Because the Lightstep demo is read-only, you can’t create a Stream. But there are some pre-built Streams for you to explore.
From the navigation bar, click Streams and then select the inventory > update-inventory Stream.
Streams contain typical monitoring information, like latency, operation rate, and error percentage.
Lightstep looks at the distribution of data from the Satellites every minute and takes example traces from different buckets of distribution to ensure you always have data from 0 to p99.9, including outliers.
When you hover over the timeseries graph, a scatter plot displays these persisted traces as dots that you can click on and view. Not only can you see how the system is behaving, but you can also pull a trace that represents a specific latency rate at a specific period in time.
Because the data is persisted, you can change the time period to display or create a custom range over a period of days, weeks, or months (going back to when you first created the Stream).
Now that you’re continuously capturing this data, you can set up alerts to notify people when certain conditions on the Stream exist.
You can set alerts for when certain conditions are met on latency, operations rate, or error percentage in a Stream. You can’t create alerts in the Lightstep demo, but we’ll walk you through it.
To create an alert for a Stream, you click Create Conditions.
When you create a condition, you set the signal to monitor (latency, error percentage, or operation rate) and a threshold and evaluation window. Alerting Rules determine who to send the alert to and how (Pager Duty, Slack, or other tools). Alerts include links back to the Stream.
Now that we know the right people will be alerted if the situation gets worse, we can go back to creating more monitoring capabilities.
Create a Dashboard
In a distributed system, there are many dependencies, so even though we have a Stream for the
inventory service, we probably need to create streams for other related services and queries. An easy way to view these Streams side-by-side is to create a dashboard to display these streams.

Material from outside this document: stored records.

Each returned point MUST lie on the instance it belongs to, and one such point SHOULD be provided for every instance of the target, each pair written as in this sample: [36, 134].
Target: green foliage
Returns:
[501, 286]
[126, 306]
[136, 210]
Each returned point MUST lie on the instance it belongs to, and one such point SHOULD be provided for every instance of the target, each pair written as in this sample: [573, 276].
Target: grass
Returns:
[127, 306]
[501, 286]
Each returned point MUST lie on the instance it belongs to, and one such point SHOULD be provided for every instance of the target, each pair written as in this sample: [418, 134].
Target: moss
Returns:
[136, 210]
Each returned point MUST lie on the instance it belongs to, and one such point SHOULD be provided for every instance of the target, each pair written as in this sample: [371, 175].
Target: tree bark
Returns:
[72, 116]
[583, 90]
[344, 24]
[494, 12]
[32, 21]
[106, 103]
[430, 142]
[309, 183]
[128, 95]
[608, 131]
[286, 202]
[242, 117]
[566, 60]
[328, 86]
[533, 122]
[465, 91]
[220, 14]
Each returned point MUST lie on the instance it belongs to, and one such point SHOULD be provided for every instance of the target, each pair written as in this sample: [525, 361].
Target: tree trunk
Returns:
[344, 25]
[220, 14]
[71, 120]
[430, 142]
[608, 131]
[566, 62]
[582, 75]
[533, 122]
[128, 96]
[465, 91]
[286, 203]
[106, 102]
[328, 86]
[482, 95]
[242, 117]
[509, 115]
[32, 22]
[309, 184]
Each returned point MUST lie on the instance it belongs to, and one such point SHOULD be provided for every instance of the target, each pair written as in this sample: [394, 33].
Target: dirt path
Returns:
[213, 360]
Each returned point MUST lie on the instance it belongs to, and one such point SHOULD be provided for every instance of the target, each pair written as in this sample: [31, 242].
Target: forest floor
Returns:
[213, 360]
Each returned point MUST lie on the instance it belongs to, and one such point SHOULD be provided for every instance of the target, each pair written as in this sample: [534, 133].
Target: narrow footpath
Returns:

You can’t create a dashboard in the Lightstep demo, but we’ve created a few for you.
Click Dashboards from the navigation bar and choose Dashboard 1.
The dashboard displays a number of Streams.
Hover over any of the Streams to see the scatter plot and reported metrics.
Lightstep also offers a Grafana plug-in that allows you to integrate your Lightstep Streams into Grafana Dashboard. Clicking on a Lightstep dashboard in Grafana takes you back into Lightstep where you can view the Stream and continue with your research.
What Did We Learn?
- Streams allow you to always capture meaningful data for specific queries.
- You can create alerts for Streams and use Slack, PagerDuty, or other apps to notify people when thresholds have been crossed.
- You can build dashboards from Streams to create a holistic view of performance metrics.